Work Disability Prevention in the Midst of Major Mental Illness and Life's
Trauma
Harold J. Bursztajn, M.D. Psychiatric Services (November, 2001)
An important contribution of the article by Drew and his colleagues in
the current issue of Psychiatric Services is that it reinforces the clinical
observations that to protect individuals post the trauma accompanying major
mental illness, unnecessary delay in return to work is counterproductive for our
patients as well as our society's productivity. Within the spectrum of trauma
related suffering, be it combat related "Shell shock", civilian victimization,
mass trauma as post the Shoah and 9/11, or accompanying unanticipated
consequences of major medical and mental illness, recovery from impairment is
facilitated by an appropriate level of mental health care combined with early
return to an appropriate level of duty or work. While there are important
differences among individuals, and between individual and mass trauma responses,
delay in the provision or availability of appropriate care and a lack of
support, incentives, and motivation for an early return to work, are
prescriptions for the enabling of unnecessarily chronic work related impairment
and disability. On the other hand, early return to work can be a useful by
empowering patients, suffering with, post primary trauma or trauma secondary to
illness, helplessness, to proceed with meaningfully rapid recovery.

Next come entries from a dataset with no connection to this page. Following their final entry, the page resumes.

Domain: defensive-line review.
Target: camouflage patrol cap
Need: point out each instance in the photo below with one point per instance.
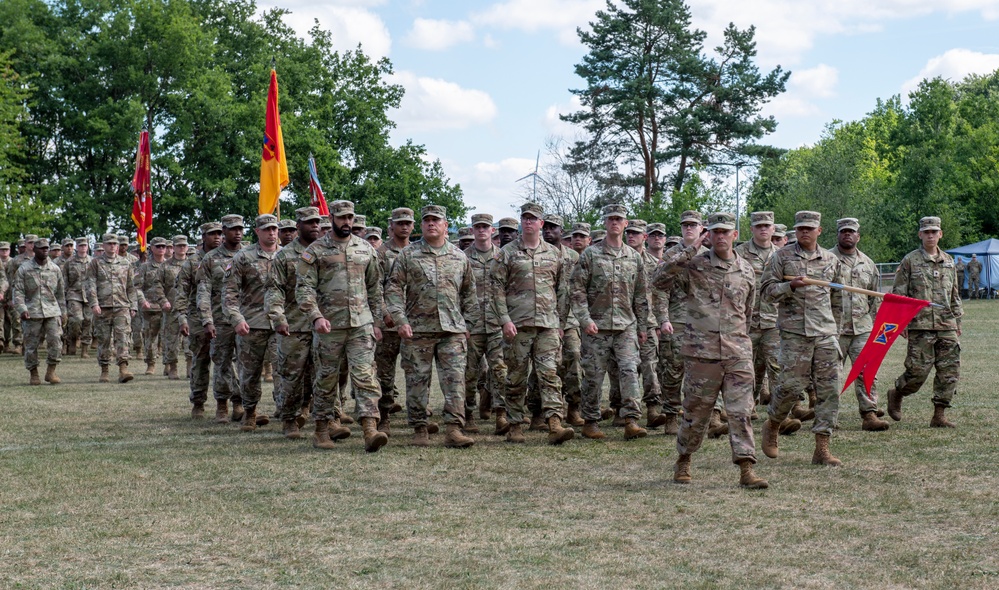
(614, 210)
(266, 220)
(929, 224)
(433, 211)
(232, 221)
(403, 214)
(847, 223)
(307, 214)
(639, 226)
(721, 220)
(509, 223)
(761, 218)
(691, 216)
(807, 219)
(482, 218)
(532, 209)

The individual and social risks of post trauma chronic work disability
can be reduced by structuring clinical services so as to reduce the treating
clinician being burdened by the dual responsibilities of both being the
patient's treating clinician and potential back to work forensic evaluator.
Treating clinicians who are forced to be the responsible objective forensic
evaluators as to their patients' ability to work are more likely to be
distrusted by patients, especially those who have been previously traumatized by
"acts of man" or by suffering from the shame engendered by the stigma and
demoralization accompanying major mental illness. Clinical efforts are already
all too vulnerable to being misperceived by frightened patients as critical or
judgmental in the midst of the increase in anxiety initially accompanying the
process of confronting unacknowledged fears, avoidance behaviors, conflicts of
motivation and dysfunctional personality traits. Moreover patients' expecting to
be forensically evaluated by their treating clinicians are also more likely to
experience their fears of dependency upon treating clinicians becoming
magnified.
Under the above conditions, clinicians are less likely to have the
freedom to address dependency and secondary gain issues which substantially
increase the likelihood of trauma spectrum work impairment becoming magnified
into "sick role" based chronic work disability. To speed recovery, medical and
mental health care systems need to be designed to empower traumatized patients
by facilitating an early return to work via encouraging patient referral for a
forensic psychiatric evaluation independent of the treating clinician.